Sa franchise lui a joué des tours. En décembre 2013, il a posé sa démission de son poste de président, avant de quitter complètement le conseil d'administration en 2015.
Dépossédé de sa création, il s'est montré très critique envers les nouveaux décideurs de son empire, publiant une lettre ouverte aux actionnaires de lululemon. En filigrane, il déclarait que la marque avait «perdu son chemin». L'homme d'affaires est dégoûté.
En parlant de chemin, le milliardaire a vu le sien se fragiliser. Les médecins lui ont diagnostiqué une dystrophie musculaire, appelée dystrophie musculaire facioscapulohumérale (FSHD). Une maladie qui touche environ 1 personne sur 8333. Là où ça se corse pour Wilson: il présente la version de type 2, une forme encore plus rare.
Lui (enfin, surtout son corps) se meurt à petit feu, mais il a pris le taureau par les cornes et s'est mué en philanthrope pour déjouer les affres de l'atrophie. Il se donne d'ailleurs cinq ans avant que cette maladie ne le calfeutre dans un fauteuil roulant. Wilson a investi 100 millions de dollars, de son propre argent, pour trouver des solutions, en prenant notamment des participations dans des startups de biotechnologie. «Mon temps est limité», a-t-il lâché à Bloomberg en octobre 2023.
Son pépin de santé lui a été diagnostiqué à 32 ans, alors que le bonhomme était un sportif aguerri.

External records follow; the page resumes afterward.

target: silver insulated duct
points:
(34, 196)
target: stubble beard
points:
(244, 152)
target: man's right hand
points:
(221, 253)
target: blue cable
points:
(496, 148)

Il nageait en compétition lorsqu'il était enfant et a joué au football à l'université. A 28 ans, il avait accompli un Ironman (un triathlon longue distance).

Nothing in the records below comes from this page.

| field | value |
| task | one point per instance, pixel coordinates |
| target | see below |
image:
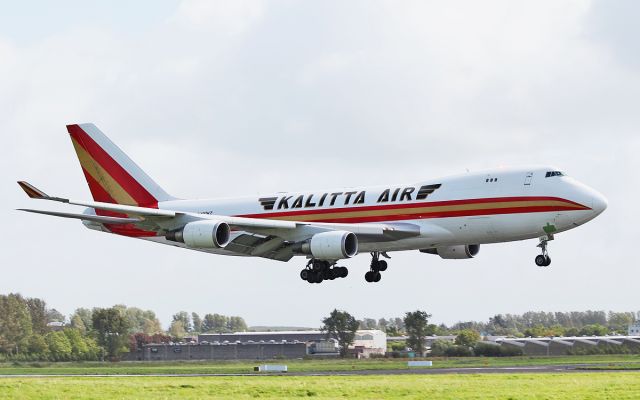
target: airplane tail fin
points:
(112, 176)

Son avenir s'inscrit à présent en pointillés et la tant redoutée chaise roulante n'est plus très loin pour le Canadien.
Aujourd'hui, sa «mort musculaire» l'oblige à devenir une quasi pharmacie ambulante. Chip Wilson prend quotidiennement de la testostérone, ainsi que des doses hebdomadaires de rapamycine, un médicament généralement administré aux receveurs de greffes d'organes.

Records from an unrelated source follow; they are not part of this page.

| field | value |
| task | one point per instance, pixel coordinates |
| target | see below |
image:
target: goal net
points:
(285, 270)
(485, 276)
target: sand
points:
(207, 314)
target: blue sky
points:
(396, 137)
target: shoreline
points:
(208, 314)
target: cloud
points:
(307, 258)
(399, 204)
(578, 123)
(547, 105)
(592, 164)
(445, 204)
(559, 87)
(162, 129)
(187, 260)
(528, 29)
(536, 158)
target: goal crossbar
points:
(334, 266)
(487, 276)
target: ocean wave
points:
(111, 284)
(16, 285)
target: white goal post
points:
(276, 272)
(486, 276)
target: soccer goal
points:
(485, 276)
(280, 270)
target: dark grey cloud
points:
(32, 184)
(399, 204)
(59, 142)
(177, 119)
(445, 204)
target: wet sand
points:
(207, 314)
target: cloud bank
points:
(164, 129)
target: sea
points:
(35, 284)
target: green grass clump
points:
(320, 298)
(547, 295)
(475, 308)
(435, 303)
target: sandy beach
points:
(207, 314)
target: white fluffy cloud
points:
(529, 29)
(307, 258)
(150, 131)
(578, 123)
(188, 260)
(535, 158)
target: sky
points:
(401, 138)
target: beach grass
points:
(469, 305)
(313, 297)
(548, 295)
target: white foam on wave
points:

Une addition salée qui s'ajoute à une logistique pesante. Comme le souligne Matt Cook, basé dans une clinique privée en périphérie de la Silicon Valley, Wilson s'astreint à des injections de cellules souches, qui sécrètent une protéine qui pourrait s'avérer décisive pour freiner l'atrophie. Sauf que les thérapies par cellules souches sont limitées aux Etats-Unis: les séances semestrielles de Wilson l'obligent à sauter dans l'avion, de Vancouver à Tijuana, au Mexique, avec une escale pour récupérer son médecin au passage.
S'il ne perd pas son sens des affaires, avec des parts dans le groupe chinois Anta, le groupe Amer (propriétaire de Fila), la société mère d'Arc'teryx, la marque de ski Atomic et la marque Wilson (ça ne s'invente pas), il dépense une fortune pour combattre la maladie. L'entrepreneur de Vancouver a fondé en 2022 un organisme philanthropique appelé Solve FSHD. Sur le site, il est noté dès la page d'accueil que l'objectif est de résoudre la FSHD d’ici 2027, en supprimant les obstacles et accélérant le développement de médicaments.
C'est cette accélération qui doit remporter la course contre la maladie de Chip Wilson.